De hojas de marfil, puños de nata, pétalos de amapolas y cantos de cigarras, llegó ella empapada de una costilla y repetidamente hermosa. Suave perfil de bambú y ojos de aceite de oliva.
¡Vaya locura tras siete días!
Locura de belleza y derrame de suavidad que desprendía la niñita de tierno color café, Eva.
Sus caderas formaban cataratas de cera derretida olor vainilla, resbaladizos poros de vainilla al aire libre, y ella, tapada con una hoja que olía a hierba fresca.
Su pelo era color arena mojada a orillas del mar y ondeaba como las mismas olas, se dejaba llevar por las gotitas de viento que desprendía su sonrisa pendiente de perlas de cal y arena.
Tenía manos cuales ramitas de olivo, finas, delicadas y olor aceituna.
Abrió los ojos y saltaron chispas de sus pestañas, el sol dejó que un rayo se deslizase por la superficie de sus ojitos marrones, que se resbalase por sus lágrimas e hiciera que brillasen al son de cada anochecer.
Tenía humor en cada uña y pelo, en cada diente y en cada mirada, sonrisas y caras estrañas, burlas y carcajadas hacían de ella maravilloros remolinos de sonrisas y abrazos.
Le tomó de la mano y le enseño uno a uno los rincones que compartirían juntos, las historias que les rodearían, a quienes crearían juntos y el césped que acunaría a estos.

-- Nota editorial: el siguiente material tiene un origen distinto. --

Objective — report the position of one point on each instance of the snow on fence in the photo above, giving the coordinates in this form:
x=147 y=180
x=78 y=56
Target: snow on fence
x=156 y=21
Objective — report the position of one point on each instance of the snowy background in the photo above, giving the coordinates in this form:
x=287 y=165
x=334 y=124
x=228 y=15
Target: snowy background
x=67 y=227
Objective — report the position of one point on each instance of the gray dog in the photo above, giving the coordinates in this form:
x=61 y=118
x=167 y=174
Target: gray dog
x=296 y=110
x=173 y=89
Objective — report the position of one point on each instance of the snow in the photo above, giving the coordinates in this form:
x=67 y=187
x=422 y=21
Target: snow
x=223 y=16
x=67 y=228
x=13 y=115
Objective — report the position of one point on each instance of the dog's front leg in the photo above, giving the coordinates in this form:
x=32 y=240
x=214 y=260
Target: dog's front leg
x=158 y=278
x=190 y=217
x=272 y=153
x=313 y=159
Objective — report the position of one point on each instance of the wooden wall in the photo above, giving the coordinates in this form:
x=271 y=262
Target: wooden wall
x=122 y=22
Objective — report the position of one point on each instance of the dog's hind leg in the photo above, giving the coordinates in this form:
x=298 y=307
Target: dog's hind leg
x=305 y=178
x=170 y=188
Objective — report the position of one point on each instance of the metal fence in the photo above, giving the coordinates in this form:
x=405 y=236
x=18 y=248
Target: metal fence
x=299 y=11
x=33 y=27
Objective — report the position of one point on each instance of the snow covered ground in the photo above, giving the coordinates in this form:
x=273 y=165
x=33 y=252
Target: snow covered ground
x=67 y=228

Le mostró su piel transparente para que pudiera ver cómo se aceleraba su corazón cada vez que aparecían esos preciosos hoyuelos en su cara.
Y su cuerpo, vivo, caliente y en plena acción, agitación y entusiasmo de tenerla tan cerca, de sentir cómo su piel interactuaba con sus labios, cómo eran dos piezas que encajaban perfectamente.
Él jamás había creado algo tan perfecto como ella.